Tariff reactions and Two Sessions
Stable GDP, bubble tea billions, and Uyghurs deported from Thailand
This is The China Week, a succinct roundup of what happened in the world’s other superpower in the last week.
I also worked on these things this week:
Xi Jinping’s Purges Have Escalated. Here’s Why They Are Unlikely to Stop by Wu Guoguang on ChinaFile.
The second episode of my new podcast series, Rhyming Chaos: How to loot a country: Lessons for the U.S. from South Africa.
The China Week is free for the next few weeks—subscribe here if this was forwarded to you.
—Jeremy Goldkorn

Top story
Beijing reacts to Trump’s tariffs
Donald Trump’s new tariffs on China, Mexico, and Canada kicked in today. Goods from China were already subject to 10% duties after a February executive order from Trump; this has been increased to 20%. China’s response includes:
Additional 10% to 15% tariffs on eight categories of U.S. agricultural products, including soybeans and corn.
Adding 10 defense companies (which have no business in China) to China’s Unreliable Entity List, adding 15 U.S. military and aerospace companies to China’s Export Control List, and launching an “anti-circumvention investigation into certain optical fiber products imported from the United States.”

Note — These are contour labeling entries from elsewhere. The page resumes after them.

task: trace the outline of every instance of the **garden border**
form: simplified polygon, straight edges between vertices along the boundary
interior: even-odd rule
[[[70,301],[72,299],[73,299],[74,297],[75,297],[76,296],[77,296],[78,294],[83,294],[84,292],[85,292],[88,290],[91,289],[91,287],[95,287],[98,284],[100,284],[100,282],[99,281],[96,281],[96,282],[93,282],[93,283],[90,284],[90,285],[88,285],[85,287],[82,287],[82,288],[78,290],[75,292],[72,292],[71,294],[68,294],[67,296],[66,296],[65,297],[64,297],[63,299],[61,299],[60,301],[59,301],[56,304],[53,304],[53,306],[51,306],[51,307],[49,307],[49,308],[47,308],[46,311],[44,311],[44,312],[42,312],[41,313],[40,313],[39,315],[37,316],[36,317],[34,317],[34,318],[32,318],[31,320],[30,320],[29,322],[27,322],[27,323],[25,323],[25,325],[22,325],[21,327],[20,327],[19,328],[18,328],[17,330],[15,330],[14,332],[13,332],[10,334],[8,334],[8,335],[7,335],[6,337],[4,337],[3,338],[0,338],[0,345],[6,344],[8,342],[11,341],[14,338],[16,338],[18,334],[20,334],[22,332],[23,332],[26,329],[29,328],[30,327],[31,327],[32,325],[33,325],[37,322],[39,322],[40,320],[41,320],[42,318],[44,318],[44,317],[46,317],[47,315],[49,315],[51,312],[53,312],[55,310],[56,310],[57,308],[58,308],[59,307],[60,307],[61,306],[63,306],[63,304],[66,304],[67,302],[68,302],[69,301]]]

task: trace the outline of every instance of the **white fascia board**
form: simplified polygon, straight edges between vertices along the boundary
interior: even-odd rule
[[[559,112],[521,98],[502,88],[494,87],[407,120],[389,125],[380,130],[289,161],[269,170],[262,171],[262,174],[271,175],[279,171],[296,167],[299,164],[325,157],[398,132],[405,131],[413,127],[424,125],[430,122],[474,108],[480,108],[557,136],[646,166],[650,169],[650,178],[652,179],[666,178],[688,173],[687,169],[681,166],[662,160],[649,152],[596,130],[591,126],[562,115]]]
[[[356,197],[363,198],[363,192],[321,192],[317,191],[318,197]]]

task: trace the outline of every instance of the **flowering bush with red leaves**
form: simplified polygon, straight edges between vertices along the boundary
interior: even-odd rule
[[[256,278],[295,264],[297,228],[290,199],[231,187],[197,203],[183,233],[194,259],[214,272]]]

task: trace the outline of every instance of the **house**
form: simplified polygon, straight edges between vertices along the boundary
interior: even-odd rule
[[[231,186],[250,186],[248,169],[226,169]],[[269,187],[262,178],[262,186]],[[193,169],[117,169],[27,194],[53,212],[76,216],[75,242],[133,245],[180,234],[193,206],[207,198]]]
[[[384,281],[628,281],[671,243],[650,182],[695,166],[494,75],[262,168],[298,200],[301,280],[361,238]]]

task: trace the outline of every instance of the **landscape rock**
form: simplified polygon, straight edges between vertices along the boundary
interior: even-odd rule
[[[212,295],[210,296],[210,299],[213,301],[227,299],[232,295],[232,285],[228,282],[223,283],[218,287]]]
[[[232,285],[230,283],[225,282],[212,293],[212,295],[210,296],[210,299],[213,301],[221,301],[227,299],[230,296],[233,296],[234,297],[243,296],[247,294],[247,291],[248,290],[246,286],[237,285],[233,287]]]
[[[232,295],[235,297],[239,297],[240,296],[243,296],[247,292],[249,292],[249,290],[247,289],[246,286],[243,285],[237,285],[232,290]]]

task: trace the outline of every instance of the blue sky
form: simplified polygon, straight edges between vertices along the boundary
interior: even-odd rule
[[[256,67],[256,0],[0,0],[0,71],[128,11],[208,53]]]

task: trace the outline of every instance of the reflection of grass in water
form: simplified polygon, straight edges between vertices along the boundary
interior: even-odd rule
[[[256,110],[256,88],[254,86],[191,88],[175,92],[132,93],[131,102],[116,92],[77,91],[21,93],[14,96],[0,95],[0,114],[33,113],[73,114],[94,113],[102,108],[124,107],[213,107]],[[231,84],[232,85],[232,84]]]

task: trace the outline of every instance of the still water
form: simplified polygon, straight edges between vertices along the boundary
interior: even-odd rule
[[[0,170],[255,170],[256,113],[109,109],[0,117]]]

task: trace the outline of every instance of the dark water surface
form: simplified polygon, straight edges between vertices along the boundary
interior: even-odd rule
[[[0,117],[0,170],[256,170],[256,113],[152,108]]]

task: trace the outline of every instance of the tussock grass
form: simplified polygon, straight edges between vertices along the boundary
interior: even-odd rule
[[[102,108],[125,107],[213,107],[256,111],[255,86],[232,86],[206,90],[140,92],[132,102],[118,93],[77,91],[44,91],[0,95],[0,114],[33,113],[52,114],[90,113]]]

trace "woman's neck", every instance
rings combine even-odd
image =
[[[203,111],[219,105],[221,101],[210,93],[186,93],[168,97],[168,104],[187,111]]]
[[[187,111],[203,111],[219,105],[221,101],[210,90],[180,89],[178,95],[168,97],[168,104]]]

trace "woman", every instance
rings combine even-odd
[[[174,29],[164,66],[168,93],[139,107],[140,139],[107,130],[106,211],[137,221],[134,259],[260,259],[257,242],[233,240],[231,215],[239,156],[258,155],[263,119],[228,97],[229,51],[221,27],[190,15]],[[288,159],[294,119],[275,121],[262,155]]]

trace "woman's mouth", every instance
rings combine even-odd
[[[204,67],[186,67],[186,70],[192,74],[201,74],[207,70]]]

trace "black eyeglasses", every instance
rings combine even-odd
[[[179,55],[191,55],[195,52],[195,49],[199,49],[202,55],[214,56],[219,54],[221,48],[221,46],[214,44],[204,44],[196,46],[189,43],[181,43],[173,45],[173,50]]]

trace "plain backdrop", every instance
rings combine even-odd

What’s next? Who knows. Beijing has other levers to pull, and much depends on the Trump administration’s next moves. But with China’s noisiest political meeting taking place over the next ten days or so (see below), we can expect messaging to be restrained and focused on projecting stability.
Political theater
Stable GDP: China’s Two Sessions
The annual "Two Sessions" political meeting began in Beijing today. While it is rare for anything genuinely interesting to happen or be said at this yearly gathering, there are occasional announcements of significance. For example, in 2023, Xi Jinping was sworn in for a norm-busting third term as China’s national leader (known as “chairman” 主席 in Chinese, and “president” in English).
What will happen this year? Probably not much.
On the economy
The authors of Beijing Scroll, who are well connected to China’s state and Party messaging apparatus, say that “many analysts predict” that “China will set a similar GDP growth target for 2025” as it did at the 2024 Two Sessions: “around 5 percent.”
Will there be stimulus announcements? Maybe, but seasoned observers expect to be underwhelmed. However, there will probably be follow up to recent encouraging noises directed at the private sector.
One thing to watch: the research firm Trivium highlighted a December Xi Jinping speech that framed weak demand as a threat to economic security threat. If this is the thinking at the top, there might be announcements of policies to encourage consumption.
On foreign policy
An editorial from the Party-run Global Times about the Two Sessions compares China’s “pragmatic…democratic politics” with “empty talk democracy.”
Beijing Scroll mentions that China’s Foreign Minister Wang Yi 王毅 is likely to give a speech at the Two Sessions, and that he recently “cited a quote from a popular martial arts novel to illustrate China's position in handling its ties with the United States: “Let the strong do as they will; we remain as unperturbed as the gentle breeze caresses the hills” 他强任他强,清风拂山岗;他横任他横,明月照大江.
These, then, are likely to be the two messages on foreign policy from the Two Sessions: China’s political process is orderly and democratic (compared to other unnamed countries!), and China will be a rock of stability as other unnamed countries tear themselves apart.
What should you watch as the Two Sessions goes on?
Nothing, unless you are obsessive about Chinese political theater.
As the meetings start winding up next week, there will be news reports and government information releases that will tell you everything important, and I’ll summarize the important developments in this newsletter in the next two weeks.
If you’re jonesing for a daily dose of Two Sessions reporting, I’d follow Beijing Scroll, NPC Observer, Tracking People’s Daily, and Sinocism.
Investing, trends, economics
Billions of dollars in bubble tea
Mixue 蜜雪冰城, a Chinese franchise chain with more than 45,000 stores that sells ice cream and sweet drinks, raised more than $400 million in an initial public offering of its shares in Hong Kong on March 3. The stock ended the day 43% above its IPO price, giving Mixue a valuation of more than $10 billion, although it is down a little today.
Transnational repression
40 Uyghurs deported from Thailand
Thailand deported 40 Uyghurs back to China after holding them for years, apparently more than a decade, because they had entered the country without visas, and “no other third country had stepped forward offering to take them [including] Turkey, which has given Uyghurs asylum in the past.”
The family of one of the deported Uyghurs called the decision “shameful”.